Option 2: External Secrets Operator

apiVersion: external-secrets.io/v1beta1
kind: ExternalSecret
metadata:
  name: confluence-credentials
spec:
  secretStoreRef:
    name: aws-secretsmanager
  target:
    name: confluence-credentials
  data:
  - secretKey: password
    remoteRef:
      key: prod/confluence/password

Secrets stored in AWS Secrets Manager / HashiCorp Vault, not Git. External Secrets Operator syncs them to Kubernetes.

Option 3: Sealed Secrets

# Encrypt secret
kubeseal < secret.yaml > sealed-secret.yaml

# Commit sealed-secret.yaml to Git (encrypted)
git add sealed-secret.yaml

# SealedSecret controller decrypts in cluster

I use Option 1 for development, Option 2 for production.

Challenge 4: Persistent Storage¶

Obsidian vault and UNSORTED folder - where to store them?

Locally: hostPath (~/vault, ~/unsorted). Works on laptop.

Kubernetes: pods are ephemeral. When pod restarts, filesystem is lost.

Solution depends on environment¶

Single-node Kubernetes (development):

hostPath works:

volumes:
- name: vault-storage
  hostPath:
    path: /mnt/data/vault
    type: DirectoryOrCreate

Pod mounts host filesystem. Works for Minikube, Docker Desktop, single-node k3s.

Multi-node Kubernetes (production):

hostPath doesn't work - pods can schedule on different nodes.

Need shared storage:

Option 1: NFS

volumes:
- name: vault-storage
  nfs:
    server: nfs-server.example.com
    path: /exports/vault

NFS server accessible from all nodes. Pods on any node can read/write.

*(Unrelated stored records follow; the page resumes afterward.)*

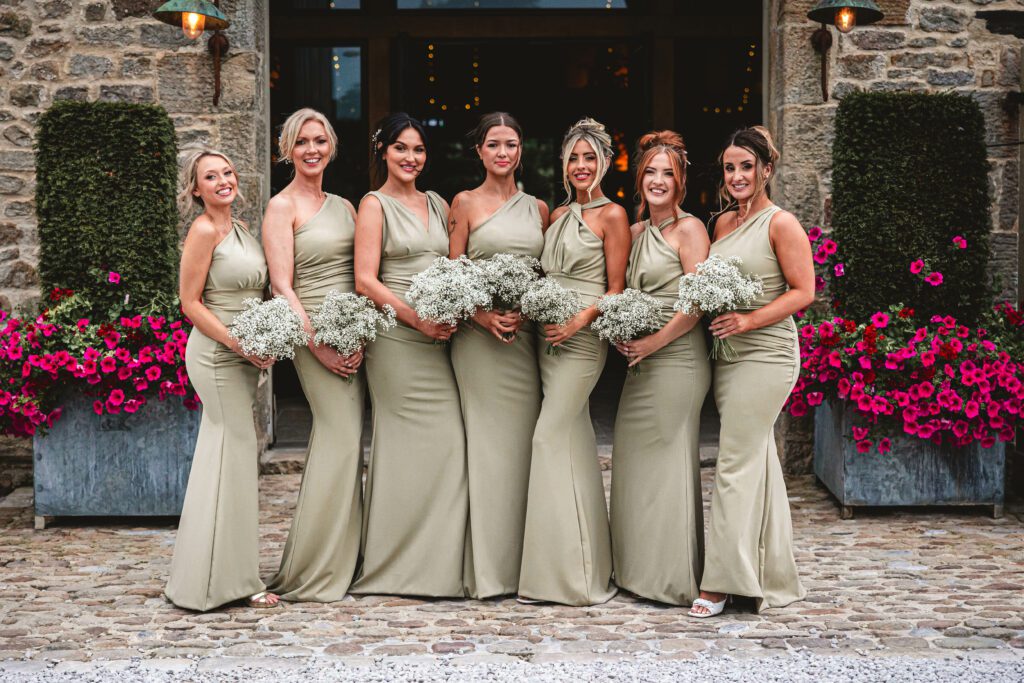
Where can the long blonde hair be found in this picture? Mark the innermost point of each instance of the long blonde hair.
(290, 133)
(594, 134)
(188, 179)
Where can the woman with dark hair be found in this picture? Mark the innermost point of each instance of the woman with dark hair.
(566, 553)
(414, 526)
(495, 360)
(750, 539)
(656, 507)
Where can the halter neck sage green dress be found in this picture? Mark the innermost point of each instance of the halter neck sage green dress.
(750, 537)
(656, 506)
(566, 555)
(414, 523)
(216, 552)
(324, 544)
(500, 387)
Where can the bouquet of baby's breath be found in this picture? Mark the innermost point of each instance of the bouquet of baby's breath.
(718, 287)
(547, 302)
(507, 276)
(627, 316)
(268, 329)
(347, 322)
(450, 290)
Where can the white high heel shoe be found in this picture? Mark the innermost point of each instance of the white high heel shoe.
(714, 608)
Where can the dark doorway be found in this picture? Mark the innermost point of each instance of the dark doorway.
(635, 66)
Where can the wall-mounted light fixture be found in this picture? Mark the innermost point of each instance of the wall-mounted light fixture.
(195, 16)
(844, 14)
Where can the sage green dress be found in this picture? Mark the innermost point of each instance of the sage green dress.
(216, 552)
(656, 507)
(500, 387)
(414, 521)
(566, 555)
(324, 544)
(750, 538)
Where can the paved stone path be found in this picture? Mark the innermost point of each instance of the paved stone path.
(909, 583)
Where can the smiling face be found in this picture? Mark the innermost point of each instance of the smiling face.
(406, 157)
(743, 179)
(658, 183)
(312, 148)
(216, 182)
(581, 168)
(501, 151)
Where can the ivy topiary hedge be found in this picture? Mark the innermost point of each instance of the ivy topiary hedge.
(105, 185)
(909, 174)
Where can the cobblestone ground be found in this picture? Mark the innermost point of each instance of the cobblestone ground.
(908, 583)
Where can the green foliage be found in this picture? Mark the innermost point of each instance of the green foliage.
(105, 186)
(909, 173)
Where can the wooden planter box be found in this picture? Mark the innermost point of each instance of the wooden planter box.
(916, 472)
(115, 465)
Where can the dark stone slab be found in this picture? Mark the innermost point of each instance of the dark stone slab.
(118, 465)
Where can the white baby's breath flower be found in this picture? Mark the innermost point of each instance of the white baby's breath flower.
(268, 329)
(347, 322)
(507, 276)
(448, 291)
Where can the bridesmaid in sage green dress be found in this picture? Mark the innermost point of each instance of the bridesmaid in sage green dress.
(566, 554)
(216, 552)
(414, 524)
(308, 240)
(750, 538)
(499, 383)
(656, 507)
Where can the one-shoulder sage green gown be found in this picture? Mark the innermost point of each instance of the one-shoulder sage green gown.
(656, 508)
(415, 509)
(216, 552)
(324, 544)
(750, 537)
(566, 555)
(500, 388)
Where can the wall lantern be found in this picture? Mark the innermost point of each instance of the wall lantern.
(195, 16)
(844, 14)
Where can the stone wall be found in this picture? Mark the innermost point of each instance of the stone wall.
(114, 50)
(921, 46)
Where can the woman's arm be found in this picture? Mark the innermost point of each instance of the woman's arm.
(794, 253)
(369, 239)
(692, 247)
(197, 254)
(279, 247)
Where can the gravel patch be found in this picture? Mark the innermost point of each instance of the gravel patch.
(787, 669)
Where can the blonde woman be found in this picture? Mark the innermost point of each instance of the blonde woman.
(416, 505)
(216, 552)
(495, 360)
(656, 509)
(308, 237)
(566, 546)
(750, 538)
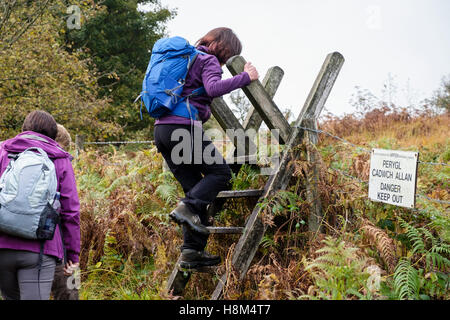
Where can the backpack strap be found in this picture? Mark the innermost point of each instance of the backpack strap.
(34, 137)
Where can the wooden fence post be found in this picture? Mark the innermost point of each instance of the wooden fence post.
(248, 243)
(261, 101)
(313, 176)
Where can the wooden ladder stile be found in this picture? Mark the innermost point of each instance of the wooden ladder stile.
(264, 109)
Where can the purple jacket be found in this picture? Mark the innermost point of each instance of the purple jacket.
(206, 71)
(70, 205)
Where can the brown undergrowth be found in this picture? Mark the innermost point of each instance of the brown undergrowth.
(129, 247)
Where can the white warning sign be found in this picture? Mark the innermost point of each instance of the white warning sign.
(392, 177)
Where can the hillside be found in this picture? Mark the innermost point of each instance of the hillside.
(366, 250)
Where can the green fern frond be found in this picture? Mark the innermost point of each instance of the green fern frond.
(168, 193)
(406, 280)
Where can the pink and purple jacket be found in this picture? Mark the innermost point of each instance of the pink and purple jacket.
(207, 72)
(70, 205)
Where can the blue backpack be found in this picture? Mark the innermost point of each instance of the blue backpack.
(165, 78)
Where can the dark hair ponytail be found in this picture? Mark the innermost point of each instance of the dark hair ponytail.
(221, 42)
(41, 122)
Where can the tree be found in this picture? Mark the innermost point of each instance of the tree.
(118, 40)
(38, 73)
(441, 97)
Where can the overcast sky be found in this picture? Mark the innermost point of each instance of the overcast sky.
(409, 39)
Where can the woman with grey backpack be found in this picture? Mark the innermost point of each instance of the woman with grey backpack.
(36, 177)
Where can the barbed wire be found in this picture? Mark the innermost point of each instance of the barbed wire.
(335, 137)
(119, 142)
(363, 148)
(367, 182)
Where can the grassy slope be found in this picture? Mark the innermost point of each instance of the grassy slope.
(129, 247)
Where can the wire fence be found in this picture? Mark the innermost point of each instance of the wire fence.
(368, 150)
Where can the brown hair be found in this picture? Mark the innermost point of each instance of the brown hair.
(221, 42)
(41, 122)
(63, 137)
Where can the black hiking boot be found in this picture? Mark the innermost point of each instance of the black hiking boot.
(191, 259)
(183, 215)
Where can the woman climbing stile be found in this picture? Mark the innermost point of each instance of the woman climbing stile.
(27, 266)
(201, 181)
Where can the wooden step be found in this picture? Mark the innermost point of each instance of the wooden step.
(241, 193)
(226, 230)
(242, 160)
(212, 269)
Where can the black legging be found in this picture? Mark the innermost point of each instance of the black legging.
(201, 182)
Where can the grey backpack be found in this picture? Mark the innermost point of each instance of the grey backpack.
(27, 192)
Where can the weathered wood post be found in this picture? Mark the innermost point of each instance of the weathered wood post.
(262, 101)
(248, 244)
(313, 176)
(79, 144)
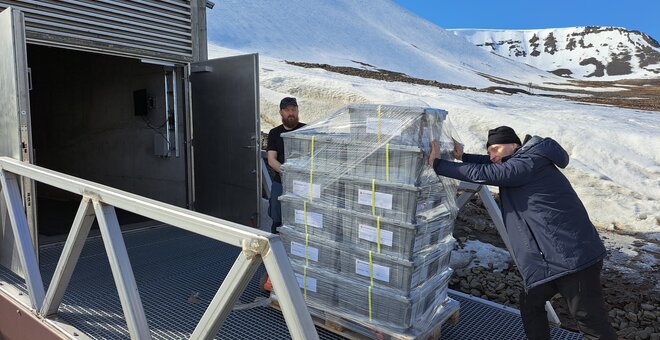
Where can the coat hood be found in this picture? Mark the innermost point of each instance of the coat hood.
(547, 148)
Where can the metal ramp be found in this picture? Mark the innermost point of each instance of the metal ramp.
(178, 272)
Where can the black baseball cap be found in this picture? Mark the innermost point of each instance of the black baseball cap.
(287, 101)
(502, 135)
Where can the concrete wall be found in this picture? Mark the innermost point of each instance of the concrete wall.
(83, 122)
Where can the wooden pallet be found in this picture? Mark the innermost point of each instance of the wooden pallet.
(359, 331)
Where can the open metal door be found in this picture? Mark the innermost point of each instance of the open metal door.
(226, 138)
(15, 138)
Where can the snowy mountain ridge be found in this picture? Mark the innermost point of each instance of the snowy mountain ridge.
(592, 52)
(377, 34)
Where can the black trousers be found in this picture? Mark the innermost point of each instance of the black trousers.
(584, 296)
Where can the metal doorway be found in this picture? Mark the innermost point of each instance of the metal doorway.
(15, 129)
(225, 143)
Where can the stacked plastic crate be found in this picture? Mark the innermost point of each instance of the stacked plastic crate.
(367, 224)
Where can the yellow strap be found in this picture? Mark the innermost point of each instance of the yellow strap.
(369, 303)
(305, 281)
(378, 228)
(387, 162)
(307, 249)
(305, 215)
(378, 109)
(373, 197)
(371, 267)
(306, 233)
(311, 170)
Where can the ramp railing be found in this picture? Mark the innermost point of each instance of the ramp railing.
(99, 202)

Option 2: Cloud storage (AWS EFS, Google Filestore)

apiVersion: v1
kind: PersistentVolumeClaim
metadata:
  name: vault-pvc
spec:
  accessModes: ["ReadWriteMany"]
  storageClassName: "efs-sc"
  resources:
    requests:
      storage: 20Gi

EFS - managed NFS from AWS. Zero maintenance. Automatic scaling. Cost: ~$0.30/GB/month.

Option 3: S3 (lakeFS integration)

For EMM I chose hybrid approach: - Development: hostPath (local testing) - Production: S3 via lakeFS (versioning + cloud storage)

File System Agent works with storage_backend.py abstraction - backend configuration via environment variables.

Challenge 5: Rolling Updates without Downtime¶

Docker Compose update strategy:

docker-compose down
docker-compose pull
docker-compose up -d

Downtime: ~30 seconds while containers restart.

Kubernetes has rolling updates:

spec:
  strategy:
    type: RollingUpdate
    rollingUpdate:
      maxSurge: 1
      maxUnavailable: 0

maxUnavailable: 0 means: don't shut down old pod before new pod is ready.

Process:

Kubernetes creates new pod with new image
New pod passes readiness probe
When new pod ready, traffic switches to it
Old pod gracefully shuts down
Repeat for each replica

Downtime: zero.

Readiness Probes - critically important¶

Without readiness probe Kubernetes immediately routes traffic to new pod, even if it's not ready yet. Result: 500 errors.

With readiness probe:

readinessProbe:
  httpGet:
    path: /health
    port: 8080
  initialDelaySeconds: 10
  periodSeconds: 5
  failureThreshold: 3

Kubernetes waits until /health endpoint returns 200 OK. Only then routes traffic.

MCP services have /health endpoint:

@app.get("/health")
def health_check():
    # Check dependencies
    redis_ok = check_redis_connection()
    llm_ok = check_llm_connection()

    if redis_ok and llm_ok:
        return {"status": "healthy"}
    else:
        raise HTTPException(status_code=503, detail="unhealthy")

If dependencies are failing, /health returns 503. Kubernetes doesn't route traffic to this pod.

Challenge 6: Resource Limits¶

Without resource limits pods can consume all cluster memory/CPU.

Content Classifier especially memory-hungry (LLM inference):

resources:
  requests:
    memory: "2Gi"
    cpu: "1"
  limits:
    memory: "4Gi"
    cpu: "2"

requests: minimum resources Kubernetes guarantees. Scheduler won't place pod on node without these resources.

limits: maximum resources pod can use. If pod exceeds memory limit, Kubernetes kills pod (OOMKilled).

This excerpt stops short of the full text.